Une nouvelle étude met en lumière les disparités régionales face à la crise énergétique en France. Les ménages des Hauts-de-France et d'Occitanie sont les plus durement touchés, avec des factures d'énergie en augmentation de 30 % par rapport à l'année précédente. Cette situation s'explique par une combinaison de facteurs, notamment une dépendance accrue au chauffage au gaz et à l'électricité, ainsi qu'une précarité énergétique préexistante.
Des régions particulièrement vulnérables
Selon l'étude menée par l'Observatoire de la précarité énergétique, les Hauts-de-France et l'Occitanie concentrent les foyers les plus exposés. Dans ces régions, près de 40 % des ménages consacrent plus de 10 % de leurs revenus aux dépenses énergétiques. En cause : un parc de logements anciens, souvent mal isolés, et des températures hivernales rigoureuses dans le nord. En Occitanie, la climatisation estivale pèse également sur les budgets.
Les causes structurelles de la précarité
Plusieurs éléments expliquent cette situation. D'une part, le taux de pauvreté plus élevé dans ces régions aggrave l'impact de la hausse des prix. D'autre part, la dépendance aux énergies fossiles, notamment le gaz, rend les ménages plus sensibles aux fluctuations des marchés. Les logements classés F ou G au diagnostic de performance énergétique (DPE) sont surreprésentés dans ces territoires.

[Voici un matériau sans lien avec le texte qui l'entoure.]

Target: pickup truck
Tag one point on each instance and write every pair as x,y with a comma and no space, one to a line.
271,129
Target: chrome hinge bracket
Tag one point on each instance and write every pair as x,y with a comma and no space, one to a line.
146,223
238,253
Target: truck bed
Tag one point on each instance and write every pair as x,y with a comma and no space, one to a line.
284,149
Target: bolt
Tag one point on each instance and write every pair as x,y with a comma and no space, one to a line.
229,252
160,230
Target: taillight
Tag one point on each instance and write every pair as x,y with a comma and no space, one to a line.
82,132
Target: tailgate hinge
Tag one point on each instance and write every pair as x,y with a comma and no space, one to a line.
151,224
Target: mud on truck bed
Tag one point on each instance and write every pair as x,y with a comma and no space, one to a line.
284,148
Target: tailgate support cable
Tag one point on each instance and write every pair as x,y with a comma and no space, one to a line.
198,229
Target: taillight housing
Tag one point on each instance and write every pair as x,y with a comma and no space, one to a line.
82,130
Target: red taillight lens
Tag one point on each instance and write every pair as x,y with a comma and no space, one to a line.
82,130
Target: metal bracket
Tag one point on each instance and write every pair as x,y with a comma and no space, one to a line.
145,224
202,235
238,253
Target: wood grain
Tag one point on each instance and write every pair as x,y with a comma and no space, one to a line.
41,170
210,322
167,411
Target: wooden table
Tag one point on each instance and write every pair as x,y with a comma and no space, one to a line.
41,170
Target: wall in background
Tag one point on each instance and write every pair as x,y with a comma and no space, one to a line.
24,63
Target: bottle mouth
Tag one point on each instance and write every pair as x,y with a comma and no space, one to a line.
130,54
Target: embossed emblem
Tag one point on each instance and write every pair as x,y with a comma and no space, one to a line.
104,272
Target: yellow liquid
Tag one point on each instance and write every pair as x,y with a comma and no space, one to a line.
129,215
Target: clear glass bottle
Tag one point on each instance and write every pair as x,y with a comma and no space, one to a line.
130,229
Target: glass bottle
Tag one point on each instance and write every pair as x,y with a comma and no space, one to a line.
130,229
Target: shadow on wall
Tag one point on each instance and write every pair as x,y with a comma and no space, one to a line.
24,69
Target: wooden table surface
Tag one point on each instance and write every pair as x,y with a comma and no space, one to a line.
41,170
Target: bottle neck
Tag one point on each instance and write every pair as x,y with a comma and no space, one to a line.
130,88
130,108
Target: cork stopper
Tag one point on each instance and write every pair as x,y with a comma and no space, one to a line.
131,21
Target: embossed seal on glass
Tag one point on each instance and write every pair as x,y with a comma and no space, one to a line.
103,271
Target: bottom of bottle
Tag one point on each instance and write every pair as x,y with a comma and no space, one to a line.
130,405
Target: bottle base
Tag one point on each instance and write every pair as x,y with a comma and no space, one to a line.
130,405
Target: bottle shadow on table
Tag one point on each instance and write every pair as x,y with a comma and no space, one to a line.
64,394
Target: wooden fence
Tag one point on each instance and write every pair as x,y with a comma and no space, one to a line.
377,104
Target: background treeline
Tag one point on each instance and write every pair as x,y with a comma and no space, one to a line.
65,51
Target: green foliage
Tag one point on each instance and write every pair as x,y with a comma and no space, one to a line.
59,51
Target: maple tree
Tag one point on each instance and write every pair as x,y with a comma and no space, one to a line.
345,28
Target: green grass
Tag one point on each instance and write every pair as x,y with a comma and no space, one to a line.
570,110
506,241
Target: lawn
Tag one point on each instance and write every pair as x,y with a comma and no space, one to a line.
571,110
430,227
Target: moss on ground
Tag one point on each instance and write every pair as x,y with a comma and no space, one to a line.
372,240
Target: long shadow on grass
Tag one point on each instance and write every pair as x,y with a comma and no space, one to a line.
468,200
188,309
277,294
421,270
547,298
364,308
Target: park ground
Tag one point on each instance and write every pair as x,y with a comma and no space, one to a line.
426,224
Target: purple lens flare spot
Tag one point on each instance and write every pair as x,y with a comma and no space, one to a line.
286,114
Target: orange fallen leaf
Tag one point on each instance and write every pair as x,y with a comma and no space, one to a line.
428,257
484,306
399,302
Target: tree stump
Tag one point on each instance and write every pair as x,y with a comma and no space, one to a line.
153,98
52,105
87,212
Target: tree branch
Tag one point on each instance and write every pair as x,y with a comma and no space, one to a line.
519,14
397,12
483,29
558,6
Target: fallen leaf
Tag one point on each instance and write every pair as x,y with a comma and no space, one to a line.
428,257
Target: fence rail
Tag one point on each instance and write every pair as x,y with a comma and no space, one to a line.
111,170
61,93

- Dans les Hauts-de-France, 35 % des logements sont classés F ou G, contre 25 % en moyenne nationale.
- En Occitanie, la part des ménages en précarité énergétique estivale a augmenté de 15 % en deux ans.
- Les dépenses énergétiques moyennes dans ces régions atteignent 2 500 euros par an, soit 500 euros de plus que la moyenne.

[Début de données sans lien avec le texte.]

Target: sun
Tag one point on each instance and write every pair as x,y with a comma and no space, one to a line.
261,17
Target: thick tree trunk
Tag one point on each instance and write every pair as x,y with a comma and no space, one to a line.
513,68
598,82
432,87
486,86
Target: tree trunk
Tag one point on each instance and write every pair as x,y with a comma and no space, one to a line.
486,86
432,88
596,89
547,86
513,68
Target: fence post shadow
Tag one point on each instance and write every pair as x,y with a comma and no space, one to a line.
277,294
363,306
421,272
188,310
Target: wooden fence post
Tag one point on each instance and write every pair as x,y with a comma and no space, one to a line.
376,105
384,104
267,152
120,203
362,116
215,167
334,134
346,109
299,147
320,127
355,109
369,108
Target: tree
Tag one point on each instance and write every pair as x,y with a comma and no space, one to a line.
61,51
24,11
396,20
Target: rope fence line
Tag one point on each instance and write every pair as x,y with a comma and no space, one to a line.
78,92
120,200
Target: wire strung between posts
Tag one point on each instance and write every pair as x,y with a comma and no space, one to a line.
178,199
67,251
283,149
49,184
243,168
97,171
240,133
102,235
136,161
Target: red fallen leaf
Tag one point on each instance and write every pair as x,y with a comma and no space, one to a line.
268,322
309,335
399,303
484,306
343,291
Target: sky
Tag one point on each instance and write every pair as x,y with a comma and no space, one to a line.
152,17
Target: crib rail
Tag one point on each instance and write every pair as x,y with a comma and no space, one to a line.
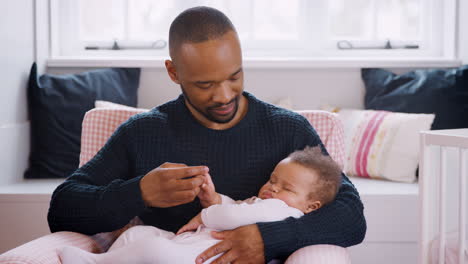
456,138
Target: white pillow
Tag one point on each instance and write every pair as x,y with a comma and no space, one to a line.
382,144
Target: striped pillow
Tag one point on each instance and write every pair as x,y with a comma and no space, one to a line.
382,144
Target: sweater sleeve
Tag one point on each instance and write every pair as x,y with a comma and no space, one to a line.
231,216
340,223
100,196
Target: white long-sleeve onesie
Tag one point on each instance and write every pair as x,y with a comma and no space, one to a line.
148,244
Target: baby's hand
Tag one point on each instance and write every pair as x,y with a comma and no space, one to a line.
208,195
191,225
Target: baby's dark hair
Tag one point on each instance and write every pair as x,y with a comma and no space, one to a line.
329,173
197,24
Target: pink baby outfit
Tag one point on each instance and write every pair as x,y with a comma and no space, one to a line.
148,244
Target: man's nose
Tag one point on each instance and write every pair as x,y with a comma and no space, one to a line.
274,188
223,93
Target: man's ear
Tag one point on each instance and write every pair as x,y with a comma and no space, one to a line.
171,70
312,206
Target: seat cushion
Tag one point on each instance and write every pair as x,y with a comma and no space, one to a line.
440,91
57,104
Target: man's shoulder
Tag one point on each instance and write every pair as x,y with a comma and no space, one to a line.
159,115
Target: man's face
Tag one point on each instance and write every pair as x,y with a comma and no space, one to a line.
211,77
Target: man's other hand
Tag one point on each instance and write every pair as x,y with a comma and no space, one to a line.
241,245
172,184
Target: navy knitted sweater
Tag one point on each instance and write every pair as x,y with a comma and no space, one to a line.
104,194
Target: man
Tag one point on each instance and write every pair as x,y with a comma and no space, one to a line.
214,126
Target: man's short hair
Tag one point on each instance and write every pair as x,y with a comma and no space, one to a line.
329,173
197,24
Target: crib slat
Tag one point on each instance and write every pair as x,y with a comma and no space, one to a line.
424,206
443,182
462,209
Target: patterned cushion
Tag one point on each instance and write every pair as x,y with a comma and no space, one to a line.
382,144
100,123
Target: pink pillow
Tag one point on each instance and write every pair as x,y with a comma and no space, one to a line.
383,145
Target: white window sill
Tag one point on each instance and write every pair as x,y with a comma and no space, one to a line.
268,63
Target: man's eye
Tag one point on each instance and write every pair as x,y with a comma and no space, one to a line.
204,85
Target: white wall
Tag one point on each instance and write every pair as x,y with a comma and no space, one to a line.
463,31
307,88
16,56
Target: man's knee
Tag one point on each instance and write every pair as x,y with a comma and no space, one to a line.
327,254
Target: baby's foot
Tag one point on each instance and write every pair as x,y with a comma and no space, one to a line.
74,255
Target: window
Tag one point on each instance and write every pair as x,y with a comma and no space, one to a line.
267,28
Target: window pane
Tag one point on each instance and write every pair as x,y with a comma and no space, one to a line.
150,19
101,20
398,19
276,19
375,19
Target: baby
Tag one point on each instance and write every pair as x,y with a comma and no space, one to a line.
303,182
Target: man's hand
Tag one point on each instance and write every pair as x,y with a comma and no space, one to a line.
208,195
192,224
172,184
241,245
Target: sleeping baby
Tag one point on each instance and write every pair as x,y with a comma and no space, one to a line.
303,182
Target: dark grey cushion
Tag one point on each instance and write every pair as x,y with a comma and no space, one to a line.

Des conséquences sociales et sanitaires
Cette précarité énergétique a des répercussions directes sur la santé et le bien-être. Les ménages concernés réduisent leur chauffage en hiver, ce qui augmente les risques de maladies respiratoires. En été, la chaleur excessive dans les logements mal isolés peut entraîner des coups de chaleur. Les associations signalent également une augmentation des impayés d'énergie et des demandes d'aide.
Les pistes pour atténuer la crise
Face à cette situation, plusieurs mesures sont envisagées. Le gouvernement a annoncé un renforcement du chèque énergie pour les ménages les plus modestes, avec un montant pouvant atteindre 300 euros. Des programmes de rénovation énergétique sont également accélérés, ciblant les logements les plus énergivores. Cependant, les associations estiment que ces mesures restent insuffisantes face à l'ampleur de la crise.
Les collectivités locales, comme la région Hauts-de-France, ont mis en place des aides complémentaires pour l'isolation des logements. En Occitanie, des initiatives de sensibilisation aux écogestes sont déployées. Mais pour les experts, une réponse structurelle est nécessaire, passant par une transition énergétique plus rapide et un soutien accru aux ménages vulnérables.
En attendant, de nombreux foyers continuent de subir de plein fouet la hausse des prix de l'énergie, avec des choix douloureux entre se chauffer, se nourrir ou se soigner. La crise énergétique n'est pas seulement économique, elle est aussi sociale et humaine.